Artwork design by James Barringer, age 9. A pupil at Moordown St John’s CE Primary School, Bournemouth. Winner of Conor Burns MP’s Christmas Card Competition 2013.

Since the past edition, Conor has:
Attended a meeting of the Poole & Christchurch Bays’ Association to oppose the Navitus Bay Wind Farm. Visited Moordown St John’s school to present pupil James Barringer with his award for winning Conor’s 2014 Christmas Card Competition. Answered questions at a meeting of the UK Arts and Design Industry Association, chaired by Professor Stuart Bartholomew of Arts University Bournemouth. Met in Westminster with a delegation of parliamentary staff from Turkey, hosted by Bournemouth’s MLS Language School. Answered questions from Bournemouth University Politics Society students at an event in the House of Commons. Been featured in the Bournemouth Echo regarding MPs’ pay, the campaign to ban looped blind cords, the difficulty of reporting Twitter abuse, and the CQC report into the Royal Bournemouth Hospital. Attended a meeting with a teacher from the Bourne Academy with Michael Gove, the Secretary of State for Education, to discuss the Government’s education reforms. Launched the first donor club for The Margaret Thatcher Centre at the East India Club. Hosted a meeting for Conservative MPs with Governor Jeb Bush in the House of Commons. Been mentioned in the Daily Mail regarding the BBC’s coverage of Nelson Mandela’s death, and in the Daily Telegraph regarding the BBC’s decision to drop of segment of the One Show for being too focused on England.
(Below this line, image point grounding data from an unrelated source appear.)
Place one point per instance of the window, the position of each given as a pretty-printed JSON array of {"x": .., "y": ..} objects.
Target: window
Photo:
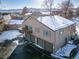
[
  {"x": 37, "y": 30},
  {"x": 29, "y": 27},
  {"x": 46, "y": 33},
  {"x": 48, "y": 46}
]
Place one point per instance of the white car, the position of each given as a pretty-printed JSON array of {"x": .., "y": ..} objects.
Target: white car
[{"x": 66, "y": 52}]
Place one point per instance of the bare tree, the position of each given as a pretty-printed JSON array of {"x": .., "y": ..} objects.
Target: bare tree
[
  {"x": 25, "y": 10},
  {"x": 48, "y": 4},
  {"x": 67, "y": 8}
]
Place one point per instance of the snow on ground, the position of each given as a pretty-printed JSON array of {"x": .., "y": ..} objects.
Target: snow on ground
[
  {"x": 55, "y": 22},
  {"x": 10, "y": 34},
  {"x": 64, "y": 51},
  {"x": 16, "y": 21}
]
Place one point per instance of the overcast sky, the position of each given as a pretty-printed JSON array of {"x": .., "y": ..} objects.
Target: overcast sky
[{"x": 17, "y": 4}]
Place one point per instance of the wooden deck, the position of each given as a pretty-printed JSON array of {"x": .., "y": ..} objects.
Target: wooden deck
[{"x": 5, "y": 52}]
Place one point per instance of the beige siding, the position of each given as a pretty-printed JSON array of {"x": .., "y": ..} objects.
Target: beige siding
[
  {"x": 35, "y": 24},
  {"x": 57, "y": 38}
]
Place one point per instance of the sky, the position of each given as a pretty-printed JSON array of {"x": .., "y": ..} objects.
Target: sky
[{"x": 19, "y": 4}]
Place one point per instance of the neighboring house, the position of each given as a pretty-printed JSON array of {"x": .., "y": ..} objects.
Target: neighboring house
[
  {"x": 9, "y": 35},
  {"x": 50, "y": 32},
  {"x": 15, "y": 24}
]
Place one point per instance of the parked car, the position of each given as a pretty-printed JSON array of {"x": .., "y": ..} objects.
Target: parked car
[{"x": 67, "y": 52}]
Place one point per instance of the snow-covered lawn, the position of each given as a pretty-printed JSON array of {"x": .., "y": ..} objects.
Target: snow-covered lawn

Held a surgery at the Triangle to help local residents with their problems.

Photo news:

Bourne Acacemy teacher dicusses education reform with Secretary of State for Education

Conor with Bourne Academy teacher Kate Forbes and Secretary of State for Education, Michael Gove.

Photo news:

MP's Christmas Card competition winner 2013

Conor with Christmas Card Competition Winner James Barringer, a pupil at Moordown St John’s CE Primary School, Bournemouth.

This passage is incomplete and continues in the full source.